Sur le retrait féodal, voyez les dispositions des coutumes au titre des Fiefs, Salvaing, la Rocheflavin, Bouchel, Dunot, Louet & Brodeau, & ce dernier sur la coutume de Paris. (A)

Retrait feudal, voyez ci-dev. Retrait féodal.

Retrait de fraresche, ou de frareuseté est la mê-

chose que retrait de communion, voyez ci-devant Retrait de communion.

Retrait légal ou coutumier, est celui qui est fondé sur la loi ou la coutume, à la différence de celui qui dérive de la convention. Voyez ci-devant Retrait coutumier.

Retrait lignager, est un droit accordé aux parens de ceux qui ont vendu quelque héritage propre, de le retirer sur l’acquéreur, en lui remboursant le prix & les loyaux coûts.

On l’appelle en Bretagne presme ou prémesse, & dans le pays de droit écrit droit de prélation.

Les auteurs sont partagés sur son origine ; les uns, amateurs de la plus haute antiquité, la font remonter jusqu’à la loi de Moïse, suivant laquelle il y avoit deux sortes de retrait, dont l’objet étoit de conserver les biens dans la famille.

L’un étoit le droit général que chacun avoit au bout de cinquante ans de rentrer dans les biens de sa famille qui avoient été aliénés, c’est ce qu’on appelle le jubilé des Juifs.

L’autre espece de retrait étoit celui par lequel le parent le plus proche étoit préféré à l’acquéreur qui étoit parent plus éloigné, ou étranger à la famille. Avant de vendre sa terre à un étranger, il falloit l’offrir à un parent. Le vendeur lui-même pouvoit la retirer en rendant le prix.

D’autres croient trouver la source du retrait lignager dans les lois des Locriens & des Lacédémoniens, lesquelles notoient d’une d’infamie perpétuelle celui qui souffroit que les héritages de ses ancêtres fussent vendus & passassent en une main étrangere, & ne les retiroit point.

Quelques-uns prétendent que notre retrait lignager est imité des mœurs des Lombards.

D’autres encore prétendent qu’il dérive du droit de prélation des Romains, appellé dans les constitutions greques jus προτιμήσεως.

Suivant ce droit qui étoit fort ancien, il étoit permis aux parens, & même aux co-propriétaires, de retirer les héritages qui étoient vendus à des étrangers, soit en offrant & payant le prix au vendeur, & en le rendant à l’acheteur dans l’an & jour.

Ce droit fut abrogé en 395 par les empereurs Gratien, Valentinien, Théodose & Arcade.

Il fut pourtant rétabli, du moins en partie par les empereurs Léon & Ansthémius ; en effet, il est parlé du droit de prélation dans une de leurs constitutions insérée au code qui défend aux habitans du principal village de chaque canton, de transférer leurs héritages à des étrangers ; mais cette constitution est particuliere pour ceux qui étoient habitans du même lieu, appellés convicani.

Mais le droit qui s’observoit anciennement par rapport au retrait lignager, fut rétabli dans son entier par des novelles des empereurs romains Michel & Nicéphore, surnommé Lecapene, & par le droit des basiliques.
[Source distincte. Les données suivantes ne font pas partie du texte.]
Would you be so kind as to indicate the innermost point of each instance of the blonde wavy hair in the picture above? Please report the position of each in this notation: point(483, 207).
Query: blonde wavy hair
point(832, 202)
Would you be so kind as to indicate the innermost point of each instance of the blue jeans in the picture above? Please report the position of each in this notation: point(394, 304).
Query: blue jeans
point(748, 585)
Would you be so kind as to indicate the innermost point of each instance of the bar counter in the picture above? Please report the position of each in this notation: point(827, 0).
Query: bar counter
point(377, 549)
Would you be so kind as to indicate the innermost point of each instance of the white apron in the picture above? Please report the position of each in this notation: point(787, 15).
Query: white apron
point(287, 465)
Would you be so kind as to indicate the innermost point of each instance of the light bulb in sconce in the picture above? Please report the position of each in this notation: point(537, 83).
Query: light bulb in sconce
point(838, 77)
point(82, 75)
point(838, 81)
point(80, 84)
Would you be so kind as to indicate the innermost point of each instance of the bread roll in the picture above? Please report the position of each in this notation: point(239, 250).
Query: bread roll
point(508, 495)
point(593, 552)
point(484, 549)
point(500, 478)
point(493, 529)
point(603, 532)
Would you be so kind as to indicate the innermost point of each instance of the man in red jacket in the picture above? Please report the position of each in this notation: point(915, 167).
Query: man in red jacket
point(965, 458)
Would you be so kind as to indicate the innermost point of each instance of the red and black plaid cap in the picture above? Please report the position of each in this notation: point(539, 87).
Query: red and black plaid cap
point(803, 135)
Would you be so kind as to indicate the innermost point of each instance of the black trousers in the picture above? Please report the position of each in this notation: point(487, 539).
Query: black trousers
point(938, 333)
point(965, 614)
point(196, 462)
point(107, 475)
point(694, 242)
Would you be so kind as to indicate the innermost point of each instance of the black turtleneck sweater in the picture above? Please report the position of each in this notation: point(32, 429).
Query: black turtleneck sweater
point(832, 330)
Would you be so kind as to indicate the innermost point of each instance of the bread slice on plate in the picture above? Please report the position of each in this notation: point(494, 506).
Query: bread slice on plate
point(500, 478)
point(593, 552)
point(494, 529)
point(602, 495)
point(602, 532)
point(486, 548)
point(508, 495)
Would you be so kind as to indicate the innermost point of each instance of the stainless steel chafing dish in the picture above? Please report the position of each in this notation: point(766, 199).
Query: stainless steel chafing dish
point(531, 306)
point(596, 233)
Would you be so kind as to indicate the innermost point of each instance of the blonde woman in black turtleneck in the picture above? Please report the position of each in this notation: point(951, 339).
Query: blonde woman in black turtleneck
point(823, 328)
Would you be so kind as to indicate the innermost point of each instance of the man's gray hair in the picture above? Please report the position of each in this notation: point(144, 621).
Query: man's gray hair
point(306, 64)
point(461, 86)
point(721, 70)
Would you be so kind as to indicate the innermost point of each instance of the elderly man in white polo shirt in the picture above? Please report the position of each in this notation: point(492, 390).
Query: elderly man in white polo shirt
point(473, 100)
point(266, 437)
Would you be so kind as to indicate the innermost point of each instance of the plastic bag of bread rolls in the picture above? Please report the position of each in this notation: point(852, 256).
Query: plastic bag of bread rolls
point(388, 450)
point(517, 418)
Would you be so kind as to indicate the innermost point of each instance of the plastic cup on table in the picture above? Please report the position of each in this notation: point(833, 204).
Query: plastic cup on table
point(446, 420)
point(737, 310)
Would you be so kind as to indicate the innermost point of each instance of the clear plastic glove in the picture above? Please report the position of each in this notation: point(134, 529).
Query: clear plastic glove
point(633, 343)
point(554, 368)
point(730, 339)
Ces lois portent qu’avant de vendre un immeuble, on devoit en avertir les parens dans l’ordre auquel ils auroient succédé, ensuite ceux avec lesquels l’héritage étoit commun, quoique du reste ils fussent étrangers au vendeur ; enfin, les voisins dont l’héritage tenoit de quelque côté à celui que l’on vouloit vendre, afin que dans l’espace de trente jours ils pussent retenir l’héritage en donnant au vendeur le même prix que l’acheteur lui en offroit.

L’empereur Frédéric établit la même chose en occident l’an 1153.

Ce droit fut aussi adopté dans la loi des Saxons.

Ainsi l’on peut dire que c’est une loi du droit des gens commune à presque tous les peuples, & qu’elle a pour objet la conservation des héritages dans les familles, & l’affection que l’on a ordinairement pour les biens patrimoniaux.